İlginç, değil mi? Bugün de o günküne benzer iki farklı seçenek arasında, mevcut toplum ile özlediğimiz toplum arasında seçim yapmamız gerekiyor.
[1] Isı değişikliklerini sanki elimde termometreyle kendim yaşamış ve ölçmüş gibi anlattığıma bakmayın. Bu ayrıntılı bilgileri Grönland’da kilometrelerce derinliği olan buz tabakasının katman katman incelenmesine borçluyuz.
[2] Bu kültürün ilk arkeolojik izlerini 1928’de Filistin’de Natuf vadisinde Şukba mağarasında bulan Dorothy Garrod vadinin adından yola çıkarak kültüre “Natufian” adını vermiştir. Natufian İngilizce “Natuflu” (İstanbullu gibi) anlamına gelir.
[3] Natuf kültürünün öncesinde, 18.000 YÖ ile 12.500 YÖ arasında mevcut olan kültüre Kebaran adı verilmiştir (bu kültüre ait ilk bulgular İsrail’de Hayfa yakınlarındaki Kebara mağarasında bulunduğu için). Kebaran kültürü son derece hareketli, göçebe, avcı toplayıcı gruplardan oluşuyordu.

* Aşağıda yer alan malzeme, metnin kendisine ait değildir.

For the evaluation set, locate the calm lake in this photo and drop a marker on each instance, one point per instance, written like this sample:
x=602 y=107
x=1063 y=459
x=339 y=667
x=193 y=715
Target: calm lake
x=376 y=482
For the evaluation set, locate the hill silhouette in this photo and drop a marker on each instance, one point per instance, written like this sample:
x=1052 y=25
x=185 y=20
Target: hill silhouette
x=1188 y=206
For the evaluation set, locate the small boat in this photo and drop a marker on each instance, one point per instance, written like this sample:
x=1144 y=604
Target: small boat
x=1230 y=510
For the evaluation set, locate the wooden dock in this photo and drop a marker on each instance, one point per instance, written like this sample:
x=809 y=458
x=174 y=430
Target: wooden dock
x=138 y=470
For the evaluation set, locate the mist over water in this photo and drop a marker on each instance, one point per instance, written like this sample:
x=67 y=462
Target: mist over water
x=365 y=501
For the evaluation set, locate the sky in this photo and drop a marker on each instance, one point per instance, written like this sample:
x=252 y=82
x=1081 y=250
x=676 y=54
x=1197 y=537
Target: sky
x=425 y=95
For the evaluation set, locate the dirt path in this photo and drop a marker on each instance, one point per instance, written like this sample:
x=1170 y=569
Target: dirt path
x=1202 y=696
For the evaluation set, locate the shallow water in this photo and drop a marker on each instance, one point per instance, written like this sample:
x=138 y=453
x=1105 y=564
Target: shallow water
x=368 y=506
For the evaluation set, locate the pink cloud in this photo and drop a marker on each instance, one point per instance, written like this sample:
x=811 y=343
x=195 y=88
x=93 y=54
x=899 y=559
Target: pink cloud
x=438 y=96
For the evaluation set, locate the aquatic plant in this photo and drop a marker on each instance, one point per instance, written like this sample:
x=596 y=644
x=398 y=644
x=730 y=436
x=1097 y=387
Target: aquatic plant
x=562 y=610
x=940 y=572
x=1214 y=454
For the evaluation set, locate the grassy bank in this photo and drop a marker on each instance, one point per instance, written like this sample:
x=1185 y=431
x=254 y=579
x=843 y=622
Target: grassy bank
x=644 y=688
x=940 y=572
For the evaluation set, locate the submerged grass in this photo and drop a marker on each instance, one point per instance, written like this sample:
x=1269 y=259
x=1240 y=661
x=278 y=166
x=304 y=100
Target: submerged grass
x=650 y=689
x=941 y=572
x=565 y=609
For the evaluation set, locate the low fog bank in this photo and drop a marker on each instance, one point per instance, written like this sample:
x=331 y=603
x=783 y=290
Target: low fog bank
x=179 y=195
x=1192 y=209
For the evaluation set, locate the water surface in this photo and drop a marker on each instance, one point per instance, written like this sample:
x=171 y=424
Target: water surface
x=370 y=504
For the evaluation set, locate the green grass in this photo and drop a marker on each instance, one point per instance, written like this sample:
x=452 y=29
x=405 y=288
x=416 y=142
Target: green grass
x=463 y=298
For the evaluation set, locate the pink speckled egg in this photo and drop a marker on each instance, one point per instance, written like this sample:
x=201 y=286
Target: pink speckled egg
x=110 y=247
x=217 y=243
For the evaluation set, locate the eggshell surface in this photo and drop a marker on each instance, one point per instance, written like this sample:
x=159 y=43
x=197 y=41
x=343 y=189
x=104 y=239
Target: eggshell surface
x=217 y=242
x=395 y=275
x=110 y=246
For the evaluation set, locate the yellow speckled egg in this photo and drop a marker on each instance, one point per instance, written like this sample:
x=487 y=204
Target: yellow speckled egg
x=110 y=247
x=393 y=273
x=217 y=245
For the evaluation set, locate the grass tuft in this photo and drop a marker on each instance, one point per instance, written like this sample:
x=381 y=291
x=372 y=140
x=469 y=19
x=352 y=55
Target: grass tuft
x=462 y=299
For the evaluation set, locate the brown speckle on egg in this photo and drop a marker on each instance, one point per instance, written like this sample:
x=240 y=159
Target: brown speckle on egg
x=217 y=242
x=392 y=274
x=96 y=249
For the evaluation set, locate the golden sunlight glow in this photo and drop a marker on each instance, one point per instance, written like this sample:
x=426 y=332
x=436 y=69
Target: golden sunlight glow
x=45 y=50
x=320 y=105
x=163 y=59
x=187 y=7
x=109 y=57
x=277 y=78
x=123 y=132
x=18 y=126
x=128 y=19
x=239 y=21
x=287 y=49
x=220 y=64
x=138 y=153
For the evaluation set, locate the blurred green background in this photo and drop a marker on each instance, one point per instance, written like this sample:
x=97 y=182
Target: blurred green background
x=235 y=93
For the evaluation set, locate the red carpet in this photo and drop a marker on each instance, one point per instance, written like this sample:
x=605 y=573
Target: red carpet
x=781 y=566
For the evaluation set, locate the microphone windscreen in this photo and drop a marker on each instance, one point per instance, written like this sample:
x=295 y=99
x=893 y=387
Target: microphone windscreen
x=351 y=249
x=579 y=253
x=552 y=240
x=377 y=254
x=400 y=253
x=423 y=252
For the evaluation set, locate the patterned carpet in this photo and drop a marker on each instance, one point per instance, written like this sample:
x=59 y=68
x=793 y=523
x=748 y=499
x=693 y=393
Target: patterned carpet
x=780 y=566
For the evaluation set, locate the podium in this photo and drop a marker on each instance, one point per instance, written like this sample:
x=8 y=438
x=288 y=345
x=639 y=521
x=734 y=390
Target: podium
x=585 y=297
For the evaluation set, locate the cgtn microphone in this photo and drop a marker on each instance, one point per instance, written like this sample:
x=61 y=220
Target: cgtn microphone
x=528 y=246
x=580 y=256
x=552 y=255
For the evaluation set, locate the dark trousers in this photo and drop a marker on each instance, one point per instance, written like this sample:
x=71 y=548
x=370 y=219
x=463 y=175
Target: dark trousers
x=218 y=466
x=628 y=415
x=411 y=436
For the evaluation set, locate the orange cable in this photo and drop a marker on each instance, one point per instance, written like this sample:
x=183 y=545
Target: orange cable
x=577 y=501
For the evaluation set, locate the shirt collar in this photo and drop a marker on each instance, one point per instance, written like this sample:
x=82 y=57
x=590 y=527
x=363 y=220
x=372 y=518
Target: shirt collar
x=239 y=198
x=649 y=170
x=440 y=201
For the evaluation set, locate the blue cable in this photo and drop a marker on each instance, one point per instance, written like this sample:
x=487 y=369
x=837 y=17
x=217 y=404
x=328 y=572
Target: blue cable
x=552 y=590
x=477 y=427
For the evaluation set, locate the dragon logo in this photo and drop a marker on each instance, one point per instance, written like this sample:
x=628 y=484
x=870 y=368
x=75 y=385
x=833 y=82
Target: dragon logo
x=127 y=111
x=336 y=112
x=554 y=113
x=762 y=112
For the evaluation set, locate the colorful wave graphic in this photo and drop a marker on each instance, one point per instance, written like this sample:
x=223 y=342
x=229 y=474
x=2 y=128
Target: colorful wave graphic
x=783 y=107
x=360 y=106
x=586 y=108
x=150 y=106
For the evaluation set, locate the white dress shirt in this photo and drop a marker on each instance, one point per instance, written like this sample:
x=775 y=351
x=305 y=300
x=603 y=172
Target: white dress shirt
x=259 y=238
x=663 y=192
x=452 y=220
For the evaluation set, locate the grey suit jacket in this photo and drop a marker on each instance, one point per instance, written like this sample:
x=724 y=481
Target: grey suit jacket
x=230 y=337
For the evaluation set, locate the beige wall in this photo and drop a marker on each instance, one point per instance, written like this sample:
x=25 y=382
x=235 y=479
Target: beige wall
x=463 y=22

[4] Yerleşik ile yarı yerleşik arasındaki farkı görmek arkeolojik olarak zor değil. Yarı yerleşik, avcı toplayıcı bir grubun özellikle uygun, bol gıda sunan bir yer bulduğunda birkaç ay boyunca orada yaşaması ve belki her yıl aynı mevsimde oraya dönmesi demek. Kalıcı olarak yerleşik bir grubun geriye bıraktığı arkeolojik izler şöyle şeyler: İnsan çöplerini yiyen sıçan, ev faresi, serçe gibi hayvanların kalıntıları; ürün depolanan büyük çukurlar; göçecek olan bir grubun taşımayı (ve dolayısıyla imal etmeyi) düşünmeyeceği kadar büyük ve ağır havanlar; göçünce geride bırakmaya kıyamayacakları kadar büyük “yatırımlar” (örneğin, büyük taş binalar). Yerleşik ile yarı yerleşik toplumları ayırt etmemizi sağlayan bir gösterge de bölgede yaygın olarak yaşayan ve ister yerleşik ister yarı yerleşik tüm bölge sakinlerinin avladığı bir ceylan türünün (gazelle) dişleri! Dişler hayvanın hangi mevsimde avlandığını (öldüğünü) bilmemizi sağlıyor. Dişlerin hepsi aynı mevsimi işaret ediyorsa yarı yerleşik, her mevsime işaret eden dişler varsa tam yerleşik bir toplum olduğunu anlıyoruz.
[5] İngilizce bir kaynakta “Dünyanın ilk kilisesi” ifadesine bile rast geldim! Bu salaklığı aşan ve çok daha eğlenceli olan salaklıklar da mevcut elbet: Örneğin “Göbeklitepe Gerçekleri? Gizlenen Türk Tarihi – Ön Türkler” başlıklı videoyu www.aklingolgesi.com/gobeklitepe adresinde izleyebilir ve “Atatürk haklı mıydı?” sorusunun cevabını bulabilirsiniz!
[6] Yanılmışlar, çünkü Marx şöyle der: “Devlet biçiminin yanı sıra hukukî ilişkiler de ne kendilerinden hareketle ne de insan zihninin sözde genel gelişiminden hareketle kavranamaz. Bunların kökenleri yaşamın maddî koşullarında bulunur.” Veya “Maddî yaşamın üretim tarzı genel olarak toplumsal, siyasî ve düşünsel yaşam sürecini şekillendirir. İnsanın bilinci varlığını belirlemez, aksine, toplumsal varlık bilinci belirler.”